Update shared on 18 Dec 2025
Analysts nudged their price target on Sanmina higher to $180 from $150, citing a strong fiscal Q4, improving communications end market dynamics, and expanding AI datacenter rack opportunities, even as they flag ongoing macro uncertainty and execution risk around integrating and ramping the ZT Systems business with AMD.
Analyst Commentary
Bullish analysts highlight that the higher price target reflects greater confidence in Sanmina's medium term growth algorithm, supported by a stronger than expected fiscal Q4 and improving visibility in key growth markets.
Bullish Takeaways
- Bullish analysts see the communications end market exiting its inventory correction as a catalyst for resumed revenue growth and better asset utilization, supporting a higher earnings power and valuation multiple.
- The ZT Systems acquisition is viewed as strategically important, giving Sanmina full rack assembly capability for AI datacenters, which can expand the company's addressable market and justify a higher long term growth rate.
- Sanmina's role as a preferred NPI partner for AI GPU racks positions the company to benefit from large scale AI infrastructure buildouts, which bullish analysts believe is not yet fully reflected in consensus estimates.
- Recent AI partnerships and pipeline activity are seen as increasing the durability of Sanmina's growth, potentially smoothing cyclicality and supporting the step up in price target.
Bearish Takeaways
- Bearish analysts maintain a cautious stance on valuation, arguing that the higher price target already embeds optimistic assumptions about AI rack volumes and execution, leaving limited room for error.

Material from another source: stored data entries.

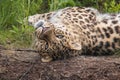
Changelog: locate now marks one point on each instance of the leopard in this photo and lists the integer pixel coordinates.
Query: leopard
(74, 31)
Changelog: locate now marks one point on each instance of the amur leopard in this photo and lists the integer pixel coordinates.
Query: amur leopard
(73, 31)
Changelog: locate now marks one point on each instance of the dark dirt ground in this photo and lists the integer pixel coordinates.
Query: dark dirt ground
(26, 65)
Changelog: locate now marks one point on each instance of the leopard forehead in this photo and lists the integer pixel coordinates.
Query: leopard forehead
(83, 29)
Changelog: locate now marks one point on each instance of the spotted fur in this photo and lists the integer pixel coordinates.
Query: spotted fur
(74, 31)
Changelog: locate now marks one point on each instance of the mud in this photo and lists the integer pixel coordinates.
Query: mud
(26, 65)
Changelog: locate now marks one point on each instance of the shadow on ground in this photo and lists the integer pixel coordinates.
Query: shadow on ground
(26, 65)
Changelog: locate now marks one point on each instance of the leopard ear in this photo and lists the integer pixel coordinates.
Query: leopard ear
(75, 46)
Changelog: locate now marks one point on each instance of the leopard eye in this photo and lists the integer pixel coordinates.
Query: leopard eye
(60, 36)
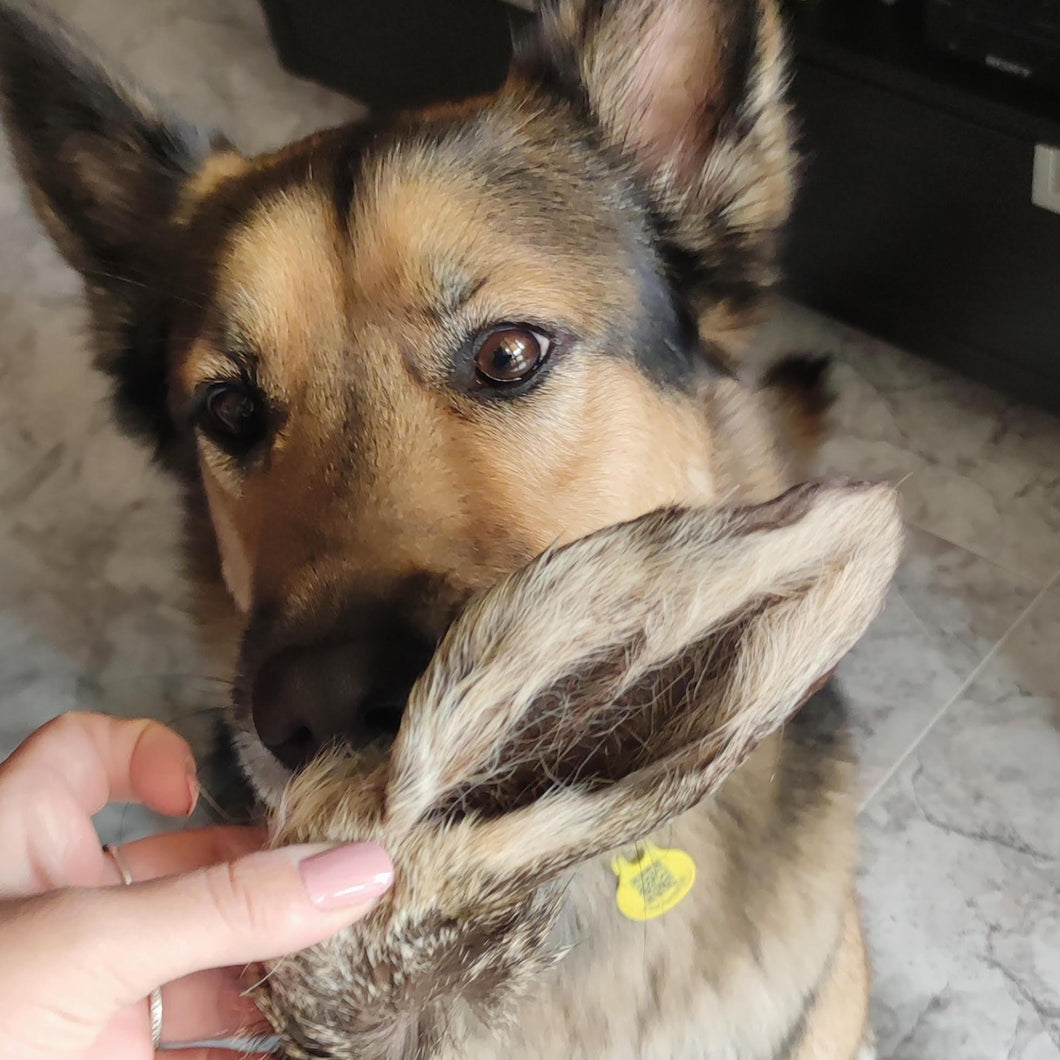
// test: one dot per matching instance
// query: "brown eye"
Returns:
(511, 354)
(232, 414)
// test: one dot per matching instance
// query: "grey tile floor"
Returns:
(955, 690)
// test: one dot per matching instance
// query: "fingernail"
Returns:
(349, 876)
(193, 792)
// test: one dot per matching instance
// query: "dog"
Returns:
(419, 361)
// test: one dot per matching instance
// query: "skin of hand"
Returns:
(80, 952)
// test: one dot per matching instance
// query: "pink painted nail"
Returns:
(349, 876)
(193, 791)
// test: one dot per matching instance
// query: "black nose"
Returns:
(348, 688)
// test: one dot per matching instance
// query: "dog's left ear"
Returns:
(105, 170)
(690, 93)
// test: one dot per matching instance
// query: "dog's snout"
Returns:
(346, 689)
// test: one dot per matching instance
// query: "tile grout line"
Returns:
(965, 685)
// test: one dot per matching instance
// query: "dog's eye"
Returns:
(232, 413)
(511, 354)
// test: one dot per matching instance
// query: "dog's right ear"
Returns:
(105, 172)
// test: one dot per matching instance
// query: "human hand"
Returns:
(80, 953)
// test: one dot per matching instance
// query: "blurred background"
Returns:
(924, 257)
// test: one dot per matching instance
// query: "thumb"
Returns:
(255, 908)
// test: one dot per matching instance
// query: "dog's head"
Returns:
(400, 359)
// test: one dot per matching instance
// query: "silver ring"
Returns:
(155, 997)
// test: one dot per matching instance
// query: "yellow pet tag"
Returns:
(653, 883)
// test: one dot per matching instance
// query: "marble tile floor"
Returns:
(955, 690)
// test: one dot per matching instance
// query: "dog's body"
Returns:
(394, 364)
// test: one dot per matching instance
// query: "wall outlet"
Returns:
(1045, 186)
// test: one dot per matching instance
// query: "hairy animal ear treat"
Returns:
(575, 709)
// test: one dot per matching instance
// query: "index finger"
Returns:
(68, 771)
(98, 759)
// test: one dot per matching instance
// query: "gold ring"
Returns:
(155, 997)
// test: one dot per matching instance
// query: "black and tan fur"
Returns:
(621, 195)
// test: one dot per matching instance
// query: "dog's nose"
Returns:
(348, 689)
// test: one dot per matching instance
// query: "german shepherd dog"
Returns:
(458, 399)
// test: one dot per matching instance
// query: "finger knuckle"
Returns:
(240, 900)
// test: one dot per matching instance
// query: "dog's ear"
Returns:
(690, 93)
(105, 170)
(616, 682)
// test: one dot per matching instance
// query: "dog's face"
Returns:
(401, 359)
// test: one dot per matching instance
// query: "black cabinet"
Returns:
(915, 218)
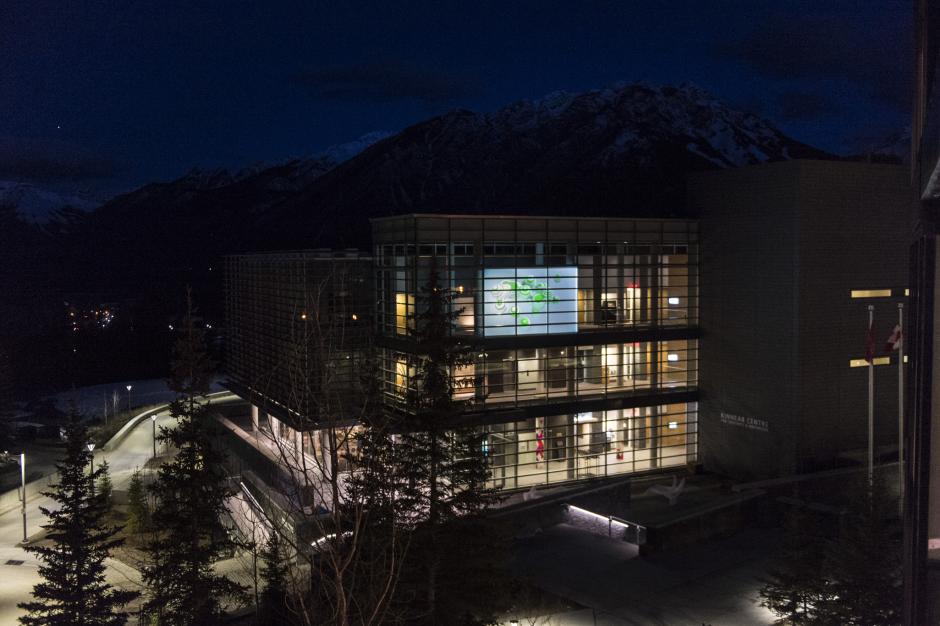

- There is concern that the macro backdrop remains uncertain, which could pressure enterprise and communications spending and slow the pace at which new AI and datacenter programs translate into revenue.
- Execution risk around integrating the ZT Systems business and then ramping complex programs with AMD is flagged as a key overhang, with potential for cost overruns or timeline slips that could weigh on margins.
- Analysts note that the revenue impact from AI partnerships is difficult to quantify, given uncertainties over how many racks Sanmina will ultimately build and the possibility that customers select alternative partners for NPI and manufacturing.
What's in the News
- Announced a major expansion of its Energy business with a new Houston, Texas factory targeting the US energy market, slated to begin production in 2027 and supported by initial customer commitments (Key Developments).
- Entered an agreement with Koncar Electrical Industry Inc. to co design a custom medium voltage transformer for Sanmina and explore broader collaboration to support Koncar's US growth plans (Key Developments).
- Completed repurchase of 801,093 shares, representing 1.49% of shares outstanding, for $60.8 million under the buyback program announced January 27, 2025, with no shares repurchased in the most recent tranche period (Key Developments).
- Issued earnings guidance for the first quarter ending December 27, 2025, expecting revenue between $2.9 billion and $3.2 billion (Key Developments).
Valuation Changes
- Fair Value Estimate remains unchanged at $190, indicating no material shift in the intrinsic valuation outlook.
- Discount Rate is unchanged at 8.50%, reflecting a stable implied risk profile.
- Revenue Growth is effectively unchanged at about 37.29%, suggesting stable expectations for top line expansion.
- Net Profit Margin is steady at roughly 3.17%, with no meaningful revision to long term profitability assumptions.
- Future P/E is unchanged at 20.02x, signaling a nearly unchanged forward earnings multiple embedded in the model.